Some products on the marketplace

In the US in 2010, AgraQuest introduced Serenade Soil, a fungicide for use against soil diseases like Fusarium, Rhizoctonia, Pythium, and Phythophthora. The metabolites in Serenade soil attack soil diseases on contact. Additionally, the beneficial bacteria in the product migrate to the root zone and live there in the rhizosphere, protecting the young root – like a suit of armour – from incoming diseases. While the beneficial bacteria are living in the root zone, they produce plant growth-promoting compounds, like auxins and 2,3-butanediol, that result in healthier, higher yielding plants. Three years of study show that fields of potatoes, tomatoes and cucurbits treated with Serenade soil yielded ~14% higher than those not treated, much higher than yield improvements from conventional fungicides.

Sonata and Ballad Plus fungicides are based on the active ingredient Bacillus pumilis QST 2808. They provide control of rusts and mildews by a unique mode of action targeting the fungal cell wall. Sonata is focused on fruit and vegetables, while Ballad Plus is available for broad acre crops. In four years of studies in the US, the latter was shown to increase yields of soya.

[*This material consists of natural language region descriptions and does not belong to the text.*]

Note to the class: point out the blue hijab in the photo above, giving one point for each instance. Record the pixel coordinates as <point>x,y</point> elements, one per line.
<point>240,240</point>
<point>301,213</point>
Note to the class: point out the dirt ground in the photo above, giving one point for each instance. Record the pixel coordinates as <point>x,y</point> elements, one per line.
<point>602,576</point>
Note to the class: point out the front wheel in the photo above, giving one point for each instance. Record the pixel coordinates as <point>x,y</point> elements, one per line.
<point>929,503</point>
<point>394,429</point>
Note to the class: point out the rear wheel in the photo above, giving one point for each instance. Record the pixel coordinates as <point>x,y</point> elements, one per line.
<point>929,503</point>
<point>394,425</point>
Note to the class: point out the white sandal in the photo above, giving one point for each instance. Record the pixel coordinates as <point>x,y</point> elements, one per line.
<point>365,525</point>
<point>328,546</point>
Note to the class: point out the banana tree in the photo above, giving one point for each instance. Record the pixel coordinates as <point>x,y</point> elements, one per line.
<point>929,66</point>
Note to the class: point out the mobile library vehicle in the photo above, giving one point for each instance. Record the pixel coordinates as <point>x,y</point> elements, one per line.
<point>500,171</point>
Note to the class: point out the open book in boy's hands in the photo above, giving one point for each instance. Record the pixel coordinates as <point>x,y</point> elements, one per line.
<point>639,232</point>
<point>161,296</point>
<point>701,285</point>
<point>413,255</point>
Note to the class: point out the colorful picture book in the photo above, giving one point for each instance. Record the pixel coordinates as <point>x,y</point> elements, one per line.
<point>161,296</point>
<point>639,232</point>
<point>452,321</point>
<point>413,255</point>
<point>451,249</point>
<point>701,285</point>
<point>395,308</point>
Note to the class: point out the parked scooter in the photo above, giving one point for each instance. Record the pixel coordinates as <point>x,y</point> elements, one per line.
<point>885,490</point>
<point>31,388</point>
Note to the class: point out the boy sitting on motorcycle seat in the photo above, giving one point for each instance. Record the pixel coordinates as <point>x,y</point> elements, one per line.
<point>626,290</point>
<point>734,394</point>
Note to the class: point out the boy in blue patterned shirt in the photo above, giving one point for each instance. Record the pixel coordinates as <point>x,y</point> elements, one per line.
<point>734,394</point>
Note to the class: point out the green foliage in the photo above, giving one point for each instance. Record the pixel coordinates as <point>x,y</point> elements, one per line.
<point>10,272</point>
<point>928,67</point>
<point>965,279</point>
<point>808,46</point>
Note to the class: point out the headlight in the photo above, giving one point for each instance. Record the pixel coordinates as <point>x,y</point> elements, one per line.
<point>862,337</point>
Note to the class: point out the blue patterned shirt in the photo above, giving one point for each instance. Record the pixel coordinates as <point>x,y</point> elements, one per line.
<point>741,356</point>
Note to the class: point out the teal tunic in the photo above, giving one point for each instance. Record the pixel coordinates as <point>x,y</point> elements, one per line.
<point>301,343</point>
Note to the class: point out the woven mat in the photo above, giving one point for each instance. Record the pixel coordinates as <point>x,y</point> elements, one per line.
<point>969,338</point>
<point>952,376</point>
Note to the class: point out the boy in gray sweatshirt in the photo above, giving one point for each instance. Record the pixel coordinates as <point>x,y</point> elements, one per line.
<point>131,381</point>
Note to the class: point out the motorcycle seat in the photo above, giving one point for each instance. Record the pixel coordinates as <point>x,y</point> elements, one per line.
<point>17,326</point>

Requiem targets sucking pests like thrips, aphids, mites and whiteflies in fruits, vegetables, trees and vines. It has a triple mode of action that desiccates the outer layer of the insects, attacks their respiratory systems and interferes with their ability to feed. Requiem suppresses virus in treated fields, largely due to the cessation of insect feeding, and is a tool for growers looking to alternate chemical modes of action to prevent the development of resistance.

All the above products are exempt from residue tolerance, meaning that growers can safely export crops grown using these products without worrying their pesticide residues will exceed import limits. They also preserve populations of beneficial insects and pollinators.

Sarah Reiter is director of global marketing at AgraQuest, based in Davis, California, US.